Here are some examples to illustrate how drawbacks work:
Example 1: Manufacturing for Export
A company based in the United States imports specialized electronic components from Taiwan. These components are crucial parts for the advanced robotics systems the U.S. company manufactures. Once the robots are assembled, they are primarily sold and shipped to industrial clients in Germany and Japan.
When the electronic components first entered the U.S., the company paid import duties on them. However, since these components were not consumed domestically but were integrated into products (the robots) that were subsequently exported, the company can apply for a drawback. This allows them to recover the duties paid on the imported components, making their exported robotics systems more competitively priced in the global market.
Example 2: Processing and Re-export
A large food distributor in Canada imports raw coffee beans in bulk from Colombia. In Canada, these beans are roasted, ground, and packaged into branded coffee products specifically designed for sale in the United Kingdom and Australia. The finished, packaged coffee is then exported to these international markets.
The distributor initially paid import duties on the raw coffee beans when they arrived in Canada. Because the processed coffee was not sold within Canada but was instead exported, the distributor is eligible for a drawback. This refund of the original import duties on the beans helps reduce the overall cost of their exported coffee products, supporting their international distribution and sales.
Example 3: Unsold or Returned Goods
A clothing retailer in France imports a large shipment of seasonal fashion apparel from Italy. After the selling season, a significant portion of the clothing remains unsold. Instead of heavily discounting the items in the French market, the retailer decides to re-export the remaining inventory to an outlet store chain in the Middle East.

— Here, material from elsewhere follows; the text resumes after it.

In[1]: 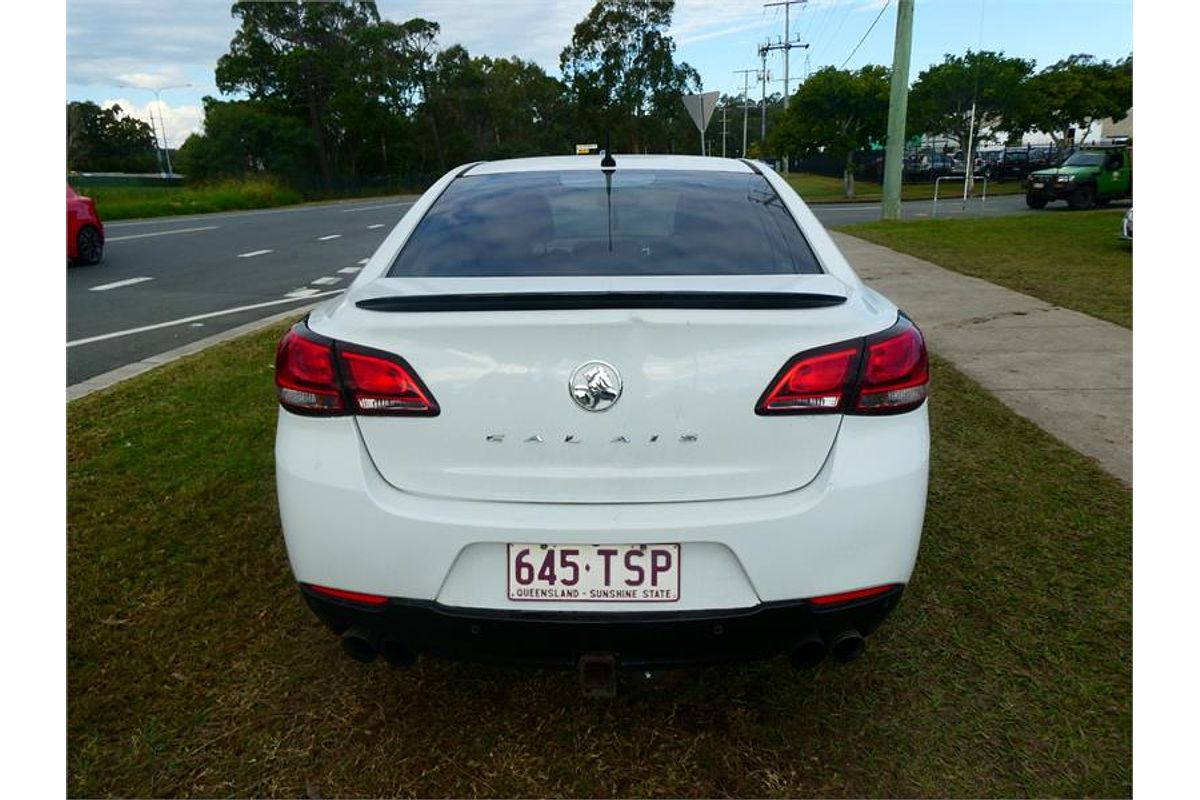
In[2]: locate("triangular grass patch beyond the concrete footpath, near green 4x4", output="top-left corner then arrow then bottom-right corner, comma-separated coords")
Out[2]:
838,209 -> 1133,327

The retailer paid import duties on all the apparel when it first entered France. For the items that were not sold domestically but were instead re-exported to the Middle East, the retailer can claim a drawback. This allows them to recover the duties paid on those specific unsold items, improving the financial viability of re-exporting inventory rather than incurring losses through deep domestic discounts or disposal.
Simple Definition
A drawback is a refund of import duties paid to the government. This refund is issued when an importer reexports goods that were originally imported, rather than selling them domestically.